Bu davalara ek olarak, mirasın yönetimiyle ilgili davalar, mirasçılık davaları, miras hukukundan kaynaklanan borçlar ve alacaklarla ilgili davalara da rastlanabilir. Her bir dava, özel koşullara ve ülkenin miras hukukuna göre farklılık gösterebilir. Bu nedenle, bir dava durumuyla karşılaşıldığında, hukuki danışmanlık almak ve uzman bir avukattan yardım almak önemlidir.
MİRAS HUKUKU AVUKATINDAN DESTEK ALMANIN ÖNEMİ
Yasal miras payı ve mirasçıların saklı payları miras bırakanın terekesi üzerinde tamamen hesaplama yoluyla belirlenen paylardır. Bu hesaplamaların Medeni Kanun’a göre doğru ve eksiksiz yapılması mirasçıların haklarının belirlenmesi ve haklarının korunması için çok önemlidir.

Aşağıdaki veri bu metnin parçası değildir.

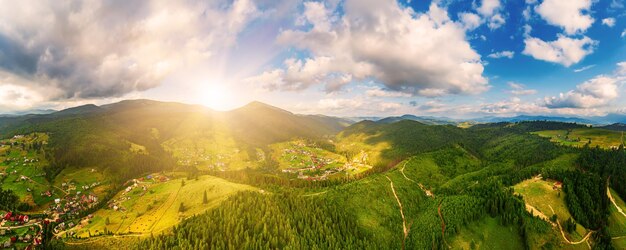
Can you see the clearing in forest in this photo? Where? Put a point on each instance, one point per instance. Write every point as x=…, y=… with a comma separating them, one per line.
x=580, y=136
x=157, y=207
x=547, y=197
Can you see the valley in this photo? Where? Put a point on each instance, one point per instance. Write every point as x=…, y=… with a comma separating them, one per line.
x=97, y=182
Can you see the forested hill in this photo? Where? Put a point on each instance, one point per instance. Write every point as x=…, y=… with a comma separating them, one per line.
x=103, y=136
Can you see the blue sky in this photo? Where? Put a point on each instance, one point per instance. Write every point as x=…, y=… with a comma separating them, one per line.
x=345, y=58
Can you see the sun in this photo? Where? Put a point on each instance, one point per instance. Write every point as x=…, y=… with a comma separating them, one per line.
x=216, y=96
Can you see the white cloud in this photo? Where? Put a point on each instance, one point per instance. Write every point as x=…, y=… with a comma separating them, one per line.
x=490, y=10
x=100, y=49
x=593, y=93
x=381, y=40
x=489, y=7
x=564, y=50
x=571, y=15
x=578, y=70
x=609, y=21
x=496, y=21
x=501, y=54
x=470, y=21
x=379, y=92
x=527, y=30
x=527, y=13
x=520, y=89
x=621, y=69
x=352, y=106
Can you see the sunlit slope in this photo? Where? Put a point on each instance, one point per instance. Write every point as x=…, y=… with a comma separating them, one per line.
x=107, y=136
x=158, y=207
x=579, y=137
x=385, y=144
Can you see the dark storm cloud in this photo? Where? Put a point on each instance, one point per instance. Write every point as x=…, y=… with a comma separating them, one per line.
x=14, y=57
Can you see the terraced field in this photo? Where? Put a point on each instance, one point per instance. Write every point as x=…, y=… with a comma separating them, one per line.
x=158, y=207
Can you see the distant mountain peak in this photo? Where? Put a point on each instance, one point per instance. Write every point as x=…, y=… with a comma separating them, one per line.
x=256, y=105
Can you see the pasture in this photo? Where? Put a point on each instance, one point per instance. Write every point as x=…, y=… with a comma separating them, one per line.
x=580, y=136
x=544, y=197
x=617, y=222
x=157, y=208
x=487, y=234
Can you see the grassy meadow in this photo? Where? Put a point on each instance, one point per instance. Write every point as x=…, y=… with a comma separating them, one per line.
x=158, y=207
x=578, y=137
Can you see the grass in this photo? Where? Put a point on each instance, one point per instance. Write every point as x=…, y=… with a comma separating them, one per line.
x=487, y=234
x=436, y=168
x=213, y=149
x=157, y=209
x=617, y=222
x=16, y=162
x=541, y=195
x=359, y=150
x=580, y=136
x=84, y=176
x=297, y=154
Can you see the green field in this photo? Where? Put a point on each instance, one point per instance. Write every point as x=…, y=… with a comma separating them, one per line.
x=542, y=196
x=580, y=136
x=487, y=234
x=209, y=150
x=21, y=159
x=617, y=222
x=157, y=208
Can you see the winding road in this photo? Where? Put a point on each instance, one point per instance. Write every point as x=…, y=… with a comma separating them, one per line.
x=535, y=212
x=426, y=191
x=405, y=229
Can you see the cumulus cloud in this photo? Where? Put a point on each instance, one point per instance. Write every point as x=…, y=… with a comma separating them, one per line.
x=470, y=21
x=509, y=107
x=609, y=21
x=520, y=89
x=571, y=15
x=359, y=105
x=564, y=50
x=379, y=92
x=597, y=92
x=381, y=40
x=621, y=69
x=490, y=11
x=103, y=48
x=501, y=54
x=488, y=7
x=578, y=70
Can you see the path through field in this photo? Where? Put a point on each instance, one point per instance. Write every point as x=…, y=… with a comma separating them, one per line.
x=443, y=225
x=405, y=230
x=171, y=199
x=426, y=191
x=66, y=193
x=536, y=212
x=619, y=209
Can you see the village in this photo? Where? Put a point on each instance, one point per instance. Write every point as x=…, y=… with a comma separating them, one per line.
x=315, y=164
x=21, y=170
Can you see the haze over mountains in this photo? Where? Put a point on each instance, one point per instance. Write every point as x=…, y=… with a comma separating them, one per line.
x=430, y=120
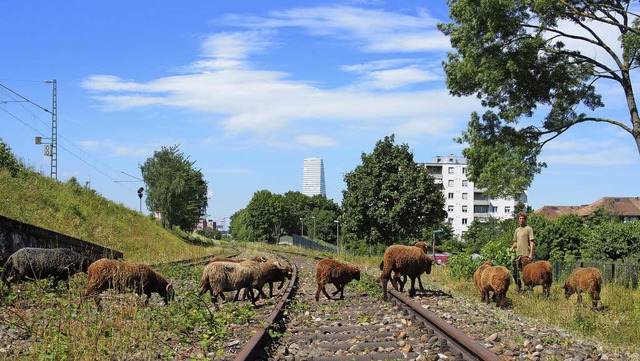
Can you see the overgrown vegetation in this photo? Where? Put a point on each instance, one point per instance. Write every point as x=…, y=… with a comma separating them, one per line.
x=81, y=212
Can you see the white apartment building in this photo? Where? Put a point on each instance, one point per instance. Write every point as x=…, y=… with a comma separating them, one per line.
x=464, y=202
x=313, y=177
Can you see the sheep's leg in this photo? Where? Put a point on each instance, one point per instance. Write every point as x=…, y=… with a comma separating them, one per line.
x=412, y=291
x=420, y=284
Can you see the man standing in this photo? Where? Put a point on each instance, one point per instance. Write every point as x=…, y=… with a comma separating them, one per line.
x=523, y=244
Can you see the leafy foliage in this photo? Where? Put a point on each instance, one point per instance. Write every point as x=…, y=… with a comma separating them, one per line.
x=521, y=56
x=175, y=190
x=388, y=198
x=268, y=216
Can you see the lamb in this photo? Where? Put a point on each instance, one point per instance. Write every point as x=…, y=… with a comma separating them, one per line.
x=107, y=274
x=495, y=279
x=477, y=275
x=219, y=277
x=409, y=261
x=40, y=263
x=335, y=272
x=538, y=273
x=584, y=280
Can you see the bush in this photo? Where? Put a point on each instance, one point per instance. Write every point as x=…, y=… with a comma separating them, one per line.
x=462, y=266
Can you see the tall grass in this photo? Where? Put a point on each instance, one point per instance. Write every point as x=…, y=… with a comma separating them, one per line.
x=81, y=212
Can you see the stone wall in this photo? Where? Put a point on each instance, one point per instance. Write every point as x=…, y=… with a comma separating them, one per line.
x=15, y=235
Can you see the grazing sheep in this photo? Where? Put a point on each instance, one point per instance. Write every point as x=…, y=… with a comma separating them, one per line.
x=495, y=279
x=477, y=275
x=409, y=261
x=219, y=277
x=337, y=273
x=107, y=274
x=537, y=273
x=39, y=263
x=584, y=280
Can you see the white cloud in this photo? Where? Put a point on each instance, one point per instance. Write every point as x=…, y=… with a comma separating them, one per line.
x=315, y=141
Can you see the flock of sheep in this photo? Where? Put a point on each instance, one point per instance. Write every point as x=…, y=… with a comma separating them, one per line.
x=229, y=274
x=490, y=279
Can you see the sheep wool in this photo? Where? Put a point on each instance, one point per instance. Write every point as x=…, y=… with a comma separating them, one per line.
x=477, y=275
x=41, y=263
x=409, y=261
x=106, y=274
x=538, y=273
x=495, y=279
x=337, y=273
x=587, y=280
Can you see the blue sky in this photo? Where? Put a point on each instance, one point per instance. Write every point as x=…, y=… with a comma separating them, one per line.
x=248, y=89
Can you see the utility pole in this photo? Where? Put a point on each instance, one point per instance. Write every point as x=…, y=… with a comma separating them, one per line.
x=54, y=129
x=50, y=150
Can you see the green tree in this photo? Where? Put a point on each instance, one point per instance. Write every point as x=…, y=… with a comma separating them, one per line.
x=388, y=199
x=515, y=56
x=175, y=189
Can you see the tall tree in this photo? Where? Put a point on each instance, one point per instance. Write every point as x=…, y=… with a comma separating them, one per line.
x=518, y=56
x=175, y=189
x=388, y=199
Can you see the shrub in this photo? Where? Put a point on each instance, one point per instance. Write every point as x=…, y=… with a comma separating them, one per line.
x=462, y=266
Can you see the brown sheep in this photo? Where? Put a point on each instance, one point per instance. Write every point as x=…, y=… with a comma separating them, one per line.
x=584, y=280
x=400, y=279
x=477, y=275
x=105, y=274
x=219, y=277
x=537, y=273
x=337, y=273
x=409, y=261
x=495, y=279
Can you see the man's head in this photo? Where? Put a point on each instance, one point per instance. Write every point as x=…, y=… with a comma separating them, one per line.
x=522, y=218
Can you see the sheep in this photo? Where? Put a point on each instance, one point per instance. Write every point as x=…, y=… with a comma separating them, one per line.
x=584, y=280
x=402, y=281
x=538, y=273
x=495, y=279
x=107, y=274
x=335, y=272
x=40, y=263
x=219, y=277
x=477, y=275
x=409, y=261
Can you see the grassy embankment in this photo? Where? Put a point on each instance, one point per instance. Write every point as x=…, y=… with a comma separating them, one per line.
x=80, y=212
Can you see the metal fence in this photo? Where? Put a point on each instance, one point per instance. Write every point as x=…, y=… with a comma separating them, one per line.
x=624, y=274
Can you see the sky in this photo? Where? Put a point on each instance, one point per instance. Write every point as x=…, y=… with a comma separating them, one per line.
x=248, y=89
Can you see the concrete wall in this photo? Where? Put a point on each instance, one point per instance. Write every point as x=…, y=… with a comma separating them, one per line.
x=15, y=235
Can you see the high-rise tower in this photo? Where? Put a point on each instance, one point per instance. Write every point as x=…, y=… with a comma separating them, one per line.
x=313, y=177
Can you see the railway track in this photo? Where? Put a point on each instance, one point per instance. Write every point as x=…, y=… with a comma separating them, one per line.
x=360, y=327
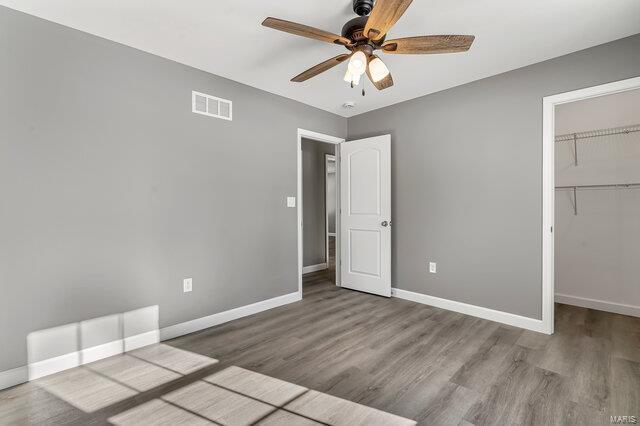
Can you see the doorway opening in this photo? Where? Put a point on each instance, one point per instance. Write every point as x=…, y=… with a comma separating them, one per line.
x=587, y=172
x=318, y=252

Türkiye’de miras davaları çok uzun seneler sürmektedir. Sıradan bir miras davasının bile kesinleşip icraya uygun hale gelmesi 5-6 sene sürmektedir. Miras davalarının çok uzun seneler sürmesi sebebiyle genelde mirasçılar ölümden hemen sonra sıcağı sıcağına miras davası açmakta; ancak seneler ilerledikçe umutsuzluğa kapılıp haklarından feragat etme pahasına davalarından vazgeçmektedirler ya da paylarından daha azına ikna olmaktadırlar.
Bu sebeple miras hukuku avukatının esas görevi ilgili mevzuat uyarınca mirasçıların yasal paylarını belirleyip kanuna uygun bir şekilde hak dağıtımı yaparak mirasçıların uzun seneler sürecek bir dava sürecine sokmadan barış içinde miras sürecini tamamlamaktır. Böylece mirasçılar dava sırasında kendilerini bekleyen hem manevi hem de maddi külfetlere katlanmak zorunda kalmadan ve diğer mirasçılar ile davalık olmadan barış ve huzur içerisinde miras paylaşım sürecini tamamlayabilirler.
Miras Hukuku kapsamında miras davası açıldığında bir miras hukuku avukatından yardım almak ve avukat ile davaya devam etmek önemlidir. Çünkü miras hukuku çok geniş ve kapsamlı bir alan olup aynı zamanda sıkı usul kurallarına bağlı bir hukuk dalıdır. Davalı veya davacı tarafından yapılacak usuli bir hata seneler süren bir miras davasını yok yere konusuz hale getirebilir veya red olunmasına sebep olabilir. Miras hukuku avukatından profesyonel yardım almak bu hataların önüne geçeceği gibi; dava aşamasında mirasçının kanunlar nezdinde en yüksek menfaati korunmuş olacaktır.